The 16 Omaha African-Americans, who called themselves the Sweet 16, served in the same WWII supply company, the 530 Quartermaster Battalion. The unit kept the Fifth and Eighth Armies stocked with food, fuel and ammo as Allied troops marched through North Africa and Italy and into Germany. The Sweet 16 also guarded German prisoners of war.
All 16 survived and returned to Omaha.
Headley died Nov. 3 at Florence Home Healthcare Center from complications after breaking each hip in separate falls a month apart, said daughter Deborah Taylor of Omaha. He was 90.
Headley, who was born and reared in Omaha, graduated from Omaha South High School. After the war, he worked for Asarco Co. smelter for 37 years, many of them as a crane operator. Headley retired from Asarco in 1984, nine years after his wife, Delthea, died.
Headley learned at a young age to be polite and responsible, said another daughter, Leslie McAuley of Omaha. His early training never left: He always took his hat off when entering a building, held the door for women and never used coarse language, the daughters said.

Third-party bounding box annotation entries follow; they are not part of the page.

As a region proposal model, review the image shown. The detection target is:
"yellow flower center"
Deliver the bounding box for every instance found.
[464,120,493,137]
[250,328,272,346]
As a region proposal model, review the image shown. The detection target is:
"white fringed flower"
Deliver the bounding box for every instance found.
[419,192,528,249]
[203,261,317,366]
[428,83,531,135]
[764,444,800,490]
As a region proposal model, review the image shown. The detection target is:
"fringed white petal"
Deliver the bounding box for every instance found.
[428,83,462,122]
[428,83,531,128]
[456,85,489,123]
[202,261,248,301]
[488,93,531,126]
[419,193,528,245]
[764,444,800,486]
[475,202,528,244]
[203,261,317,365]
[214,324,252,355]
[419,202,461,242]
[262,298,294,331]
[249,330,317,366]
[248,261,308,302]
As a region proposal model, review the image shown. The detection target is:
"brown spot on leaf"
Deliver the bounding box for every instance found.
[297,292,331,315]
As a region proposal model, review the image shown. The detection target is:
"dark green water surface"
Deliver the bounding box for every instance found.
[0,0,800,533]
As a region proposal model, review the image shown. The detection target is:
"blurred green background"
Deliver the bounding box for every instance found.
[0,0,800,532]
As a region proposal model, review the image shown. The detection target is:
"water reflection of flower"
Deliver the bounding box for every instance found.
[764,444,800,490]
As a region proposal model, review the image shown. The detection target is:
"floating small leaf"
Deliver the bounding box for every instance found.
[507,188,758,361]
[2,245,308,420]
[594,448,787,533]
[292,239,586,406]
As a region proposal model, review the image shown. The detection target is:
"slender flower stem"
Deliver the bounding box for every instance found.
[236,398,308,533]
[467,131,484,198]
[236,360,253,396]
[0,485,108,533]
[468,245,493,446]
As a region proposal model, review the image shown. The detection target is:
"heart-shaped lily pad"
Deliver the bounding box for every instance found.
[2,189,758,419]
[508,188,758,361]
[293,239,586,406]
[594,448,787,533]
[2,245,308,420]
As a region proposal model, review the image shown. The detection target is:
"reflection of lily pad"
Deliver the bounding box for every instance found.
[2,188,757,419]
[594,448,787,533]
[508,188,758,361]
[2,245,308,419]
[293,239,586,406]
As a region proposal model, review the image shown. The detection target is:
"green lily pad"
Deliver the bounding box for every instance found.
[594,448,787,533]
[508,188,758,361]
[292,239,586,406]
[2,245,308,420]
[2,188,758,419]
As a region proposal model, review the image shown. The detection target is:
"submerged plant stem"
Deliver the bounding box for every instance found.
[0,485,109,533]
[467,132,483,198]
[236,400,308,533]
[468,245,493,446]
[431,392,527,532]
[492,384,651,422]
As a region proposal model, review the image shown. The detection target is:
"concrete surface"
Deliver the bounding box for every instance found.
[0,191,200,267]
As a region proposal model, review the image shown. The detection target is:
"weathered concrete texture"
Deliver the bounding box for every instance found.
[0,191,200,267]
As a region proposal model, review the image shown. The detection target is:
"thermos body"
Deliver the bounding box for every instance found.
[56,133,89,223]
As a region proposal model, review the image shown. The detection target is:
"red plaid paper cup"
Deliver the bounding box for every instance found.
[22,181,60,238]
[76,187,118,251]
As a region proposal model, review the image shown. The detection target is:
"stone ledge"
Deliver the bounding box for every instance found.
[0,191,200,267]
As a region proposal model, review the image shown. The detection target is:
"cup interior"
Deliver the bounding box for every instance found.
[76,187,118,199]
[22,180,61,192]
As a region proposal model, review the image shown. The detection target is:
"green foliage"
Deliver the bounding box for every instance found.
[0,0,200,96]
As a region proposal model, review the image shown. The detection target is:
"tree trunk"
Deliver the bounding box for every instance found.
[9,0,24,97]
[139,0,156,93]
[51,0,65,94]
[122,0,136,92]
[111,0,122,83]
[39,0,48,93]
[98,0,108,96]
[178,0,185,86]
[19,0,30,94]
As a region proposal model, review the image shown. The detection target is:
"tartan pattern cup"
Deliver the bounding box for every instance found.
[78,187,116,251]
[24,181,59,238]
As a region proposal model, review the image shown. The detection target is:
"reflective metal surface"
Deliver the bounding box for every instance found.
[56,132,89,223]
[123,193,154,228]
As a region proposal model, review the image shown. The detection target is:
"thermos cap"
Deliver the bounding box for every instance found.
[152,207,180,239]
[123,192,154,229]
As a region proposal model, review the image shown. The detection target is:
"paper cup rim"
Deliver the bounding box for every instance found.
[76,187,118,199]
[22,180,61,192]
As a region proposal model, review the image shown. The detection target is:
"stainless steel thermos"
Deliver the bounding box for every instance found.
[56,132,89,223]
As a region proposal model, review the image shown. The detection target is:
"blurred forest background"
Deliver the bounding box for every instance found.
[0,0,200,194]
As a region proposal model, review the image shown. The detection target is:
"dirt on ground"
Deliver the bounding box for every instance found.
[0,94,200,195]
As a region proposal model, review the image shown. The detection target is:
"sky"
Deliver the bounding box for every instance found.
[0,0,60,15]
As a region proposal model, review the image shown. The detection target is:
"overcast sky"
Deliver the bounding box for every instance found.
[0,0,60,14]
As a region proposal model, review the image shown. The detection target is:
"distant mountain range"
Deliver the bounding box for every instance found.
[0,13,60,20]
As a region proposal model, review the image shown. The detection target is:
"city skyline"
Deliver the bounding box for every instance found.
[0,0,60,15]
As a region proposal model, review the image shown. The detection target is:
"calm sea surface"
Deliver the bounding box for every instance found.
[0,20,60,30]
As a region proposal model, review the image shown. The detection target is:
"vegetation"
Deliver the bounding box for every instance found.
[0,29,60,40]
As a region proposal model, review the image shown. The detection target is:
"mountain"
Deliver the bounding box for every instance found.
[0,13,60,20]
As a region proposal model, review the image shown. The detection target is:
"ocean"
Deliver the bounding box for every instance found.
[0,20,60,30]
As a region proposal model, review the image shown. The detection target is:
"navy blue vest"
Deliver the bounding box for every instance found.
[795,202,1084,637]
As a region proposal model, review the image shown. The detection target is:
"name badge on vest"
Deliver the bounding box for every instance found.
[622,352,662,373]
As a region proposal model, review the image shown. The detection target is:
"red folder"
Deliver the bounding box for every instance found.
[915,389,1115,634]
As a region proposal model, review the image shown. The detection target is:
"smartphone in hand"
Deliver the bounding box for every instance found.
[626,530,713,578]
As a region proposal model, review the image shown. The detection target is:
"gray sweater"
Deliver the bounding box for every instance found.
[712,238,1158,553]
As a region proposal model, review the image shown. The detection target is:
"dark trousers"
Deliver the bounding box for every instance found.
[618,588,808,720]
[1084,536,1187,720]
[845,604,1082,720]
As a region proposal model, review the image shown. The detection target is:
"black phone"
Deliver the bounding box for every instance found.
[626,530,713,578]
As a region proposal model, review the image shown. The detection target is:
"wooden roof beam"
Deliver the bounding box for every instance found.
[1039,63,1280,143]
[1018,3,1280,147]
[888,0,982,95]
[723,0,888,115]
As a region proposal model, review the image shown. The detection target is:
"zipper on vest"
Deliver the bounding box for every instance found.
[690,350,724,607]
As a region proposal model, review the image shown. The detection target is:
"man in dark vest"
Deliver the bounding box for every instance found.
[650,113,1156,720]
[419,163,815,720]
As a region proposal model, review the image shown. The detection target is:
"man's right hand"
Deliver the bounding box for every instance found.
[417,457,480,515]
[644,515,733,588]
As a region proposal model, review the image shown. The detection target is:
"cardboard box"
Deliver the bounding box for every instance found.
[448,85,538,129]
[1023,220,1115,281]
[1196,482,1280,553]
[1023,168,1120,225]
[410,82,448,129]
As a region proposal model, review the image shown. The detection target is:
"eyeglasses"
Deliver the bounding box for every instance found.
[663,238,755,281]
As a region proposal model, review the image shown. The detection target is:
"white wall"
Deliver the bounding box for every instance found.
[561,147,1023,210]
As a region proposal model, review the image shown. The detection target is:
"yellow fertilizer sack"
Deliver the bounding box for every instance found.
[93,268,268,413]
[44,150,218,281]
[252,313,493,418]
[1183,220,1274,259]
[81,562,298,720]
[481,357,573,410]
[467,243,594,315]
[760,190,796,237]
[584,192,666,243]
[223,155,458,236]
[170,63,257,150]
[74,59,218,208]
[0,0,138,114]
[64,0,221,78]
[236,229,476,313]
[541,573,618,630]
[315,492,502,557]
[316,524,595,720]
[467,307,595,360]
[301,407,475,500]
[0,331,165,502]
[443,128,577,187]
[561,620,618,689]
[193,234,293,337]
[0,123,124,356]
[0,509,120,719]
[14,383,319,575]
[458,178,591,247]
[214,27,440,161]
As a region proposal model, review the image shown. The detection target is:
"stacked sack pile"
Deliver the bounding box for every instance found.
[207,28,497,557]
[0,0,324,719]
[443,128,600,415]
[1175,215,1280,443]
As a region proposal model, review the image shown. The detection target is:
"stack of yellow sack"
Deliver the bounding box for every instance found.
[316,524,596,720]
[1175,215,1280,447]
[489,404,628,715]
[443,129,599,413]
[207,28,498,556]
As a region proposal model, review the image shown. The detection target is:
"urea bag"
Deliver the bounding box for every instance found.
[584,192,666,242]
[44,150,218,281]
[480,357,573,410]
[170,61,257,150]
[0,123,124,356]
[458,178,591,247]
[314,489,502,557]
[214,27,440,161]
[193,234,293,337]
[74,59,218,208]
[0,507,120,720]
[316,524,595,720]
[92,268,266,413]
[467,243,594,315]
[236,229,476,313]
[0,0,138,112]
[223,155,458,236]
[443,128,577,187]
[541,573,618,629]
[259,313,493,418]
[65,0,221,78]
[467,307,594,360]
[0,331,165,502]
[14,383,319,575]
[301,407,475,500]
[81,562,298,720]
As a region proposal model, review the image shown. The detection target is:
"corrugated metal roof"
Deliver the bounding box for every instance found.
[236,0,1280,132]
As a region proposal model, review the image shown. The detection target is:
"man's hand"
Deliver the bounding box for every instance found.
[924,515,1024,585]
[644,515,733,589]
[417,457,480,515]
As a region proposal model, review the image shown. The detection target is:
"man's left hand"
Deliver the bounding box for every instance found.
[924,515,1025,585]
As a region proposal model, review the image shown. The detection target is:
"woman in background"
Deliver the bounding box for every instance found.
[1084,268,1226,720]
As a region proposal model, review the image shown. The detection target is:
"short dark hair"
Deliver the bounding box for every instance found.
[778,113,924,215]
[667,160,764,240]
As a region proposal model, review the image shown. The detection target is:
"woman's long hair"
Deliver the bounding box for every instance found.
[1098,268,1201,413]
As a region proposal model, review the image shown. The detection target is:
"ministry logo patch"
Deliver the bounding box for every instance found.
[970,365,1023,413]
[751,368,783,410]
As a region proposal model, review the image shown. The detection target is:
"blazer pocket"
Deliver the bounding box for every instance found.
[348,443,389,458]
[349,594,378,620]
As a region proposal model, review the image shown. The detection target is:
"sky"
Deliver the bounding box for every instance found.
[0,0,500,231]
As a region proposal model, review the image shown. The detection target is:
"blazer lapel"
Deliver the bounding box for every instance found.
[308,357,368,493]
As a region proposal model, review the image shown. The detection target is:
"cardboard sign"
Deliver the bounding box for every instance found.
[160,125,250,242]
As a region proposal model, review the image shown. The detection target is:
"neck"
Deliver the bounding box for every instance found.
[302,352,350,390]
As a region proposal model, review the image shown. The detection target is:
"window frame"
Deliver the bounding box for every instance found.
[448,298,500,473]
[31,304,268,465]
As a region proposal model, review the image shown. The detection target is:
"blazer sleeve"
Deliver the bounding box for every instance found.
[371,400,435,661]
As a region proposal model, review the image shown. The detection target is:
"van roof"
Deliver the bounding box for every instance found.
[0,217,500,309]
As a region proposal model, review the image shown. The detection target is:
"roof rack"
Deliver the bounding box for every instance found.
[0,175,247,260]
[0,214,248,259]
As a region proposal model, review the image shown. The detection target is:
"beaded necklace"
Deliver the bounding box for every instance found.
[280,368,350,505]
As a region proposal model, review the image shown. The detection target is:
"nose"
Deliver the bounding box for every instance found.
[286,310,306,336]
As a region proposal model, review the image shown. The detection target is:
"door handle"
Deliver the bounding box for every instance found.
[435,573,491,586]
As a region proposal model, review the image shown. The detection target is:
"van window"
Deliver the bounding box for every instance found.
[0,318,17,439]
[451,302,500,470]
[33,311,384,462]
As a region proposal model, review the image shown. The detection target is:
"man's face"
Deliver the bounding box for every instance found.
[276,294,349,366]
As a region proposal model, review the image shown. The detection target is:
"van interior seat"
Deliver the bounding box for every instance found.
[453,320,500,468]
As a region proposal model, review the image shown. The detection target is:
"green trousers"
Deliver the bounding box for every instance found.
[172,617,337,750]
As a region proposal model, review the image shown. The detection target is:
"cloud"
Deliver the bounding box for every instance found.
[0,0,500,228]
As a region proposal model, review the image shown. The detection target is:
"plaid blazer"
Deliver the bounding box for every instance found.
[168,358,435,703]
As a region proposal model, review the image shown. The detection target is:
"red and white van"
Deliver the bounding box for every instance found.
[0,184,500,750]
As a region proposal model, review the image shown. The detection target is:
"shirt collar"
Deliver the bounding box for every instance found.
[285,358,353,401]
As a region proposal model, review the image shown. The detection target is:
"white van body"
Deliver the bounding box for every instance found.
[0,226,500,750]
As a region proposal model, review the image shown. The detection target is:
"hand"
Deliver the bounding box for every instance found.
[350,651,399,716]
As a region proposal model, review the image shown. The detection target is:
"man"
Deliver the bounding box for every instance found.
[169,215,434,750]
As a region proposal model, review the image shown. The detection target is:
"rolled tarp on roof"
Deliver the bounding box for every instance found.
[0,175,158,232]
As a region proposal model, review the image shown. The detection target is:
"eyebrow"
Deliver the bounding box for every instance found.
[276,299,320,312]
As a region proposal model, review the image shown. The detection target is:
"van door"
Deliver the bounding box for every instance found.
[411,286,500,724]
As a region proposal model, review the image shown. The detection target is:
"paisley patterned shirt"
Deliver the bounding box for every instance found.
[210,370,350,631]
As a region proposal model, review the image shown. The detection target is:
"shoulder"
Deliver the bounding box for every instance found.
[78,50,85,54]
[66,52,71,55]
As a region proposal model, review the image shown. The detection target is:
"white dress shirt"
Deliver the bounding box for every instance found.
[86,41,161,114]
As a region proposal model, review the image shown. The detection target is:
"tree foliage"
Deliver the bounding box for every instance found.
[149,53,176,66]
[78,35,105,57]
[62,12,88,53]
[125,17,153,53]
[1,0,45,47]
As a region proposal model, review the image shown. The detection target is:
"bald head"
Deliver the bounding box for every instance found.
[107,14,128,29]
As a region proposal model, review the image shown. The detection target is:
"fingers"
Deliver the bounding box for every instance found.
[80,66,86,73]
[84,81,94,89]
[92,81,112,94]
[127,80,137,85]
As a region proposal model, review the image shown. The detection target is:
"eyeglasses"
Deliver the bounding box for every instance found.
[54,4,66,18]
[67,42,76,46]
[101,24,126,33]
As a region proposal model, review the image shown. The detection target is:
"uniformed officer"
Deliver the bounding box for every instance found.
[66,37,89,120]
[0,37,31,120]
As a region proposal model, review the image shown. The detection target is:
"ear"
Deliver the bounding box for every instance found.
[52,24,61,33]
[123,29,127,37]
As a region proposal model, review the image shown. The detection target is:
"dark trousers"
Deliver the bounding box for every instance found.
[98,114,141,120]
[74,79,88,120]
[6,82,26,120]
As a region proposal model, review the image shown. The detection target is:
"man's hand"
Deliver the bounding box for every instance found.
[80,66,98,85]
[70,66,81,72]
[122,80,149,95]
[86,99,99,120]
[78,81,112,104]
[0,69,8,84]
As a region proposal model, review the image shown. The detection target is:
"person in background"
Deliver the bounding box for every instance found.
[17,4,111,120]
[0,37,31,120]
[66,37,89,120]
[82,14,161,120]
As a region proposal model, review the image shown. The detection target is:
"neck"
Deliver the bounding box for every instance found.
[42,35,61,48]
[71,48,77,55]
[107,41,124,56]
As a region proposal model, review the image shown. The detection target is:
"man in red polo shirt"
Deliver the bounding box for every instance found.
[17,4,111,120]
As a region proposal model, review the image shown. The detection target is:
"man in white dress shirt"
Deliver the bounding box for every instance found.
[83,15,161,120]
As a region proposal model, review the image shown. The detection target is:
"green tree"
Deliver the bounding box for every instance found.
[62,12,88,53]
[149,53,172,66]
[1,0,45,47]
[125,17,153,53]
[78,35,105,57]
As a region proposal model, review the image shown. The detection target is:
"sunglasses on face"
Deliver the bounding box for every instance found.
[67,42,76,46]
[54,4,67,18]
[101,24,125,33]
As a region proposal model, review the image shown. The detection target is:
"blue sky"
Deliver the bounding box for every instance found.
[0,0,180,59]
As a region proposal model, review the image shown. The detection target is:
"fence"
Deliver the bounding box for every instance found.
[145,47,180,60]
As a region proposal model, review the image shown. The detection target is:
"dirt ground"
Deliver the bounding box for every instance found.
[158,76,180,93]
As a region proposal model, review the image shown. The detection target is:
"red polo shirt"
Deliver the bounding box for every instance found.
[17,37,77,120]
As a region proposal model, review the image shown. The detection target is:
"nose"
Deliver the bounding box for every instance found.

“He still made sure he took care of the ladies around him” at the Florence Home, McAuley said. He escorted them to meals and told them jokes.
“I never knew him to have anything bad to say about anyone,” she said. “We were blessed to have him in our lives.”
Headley bowled in his leisure time. He rolled a 300 in 2005 and, at the time, carried a 193 average in his senior men's league. .
In a 2005 interview with The World-Herald, Headley spoke of serving in WWII: “We used to sit on boxes of live ammunition and bombs to play cards. Lord, we were young. It's amazing we all survived.”
The last time all of the Sweet 16 were together was for a 1993 reunion.
Besides Headley's daughters, other survivors include their mother, Alice Taylor; two granddaughters; and four great-grandchildren.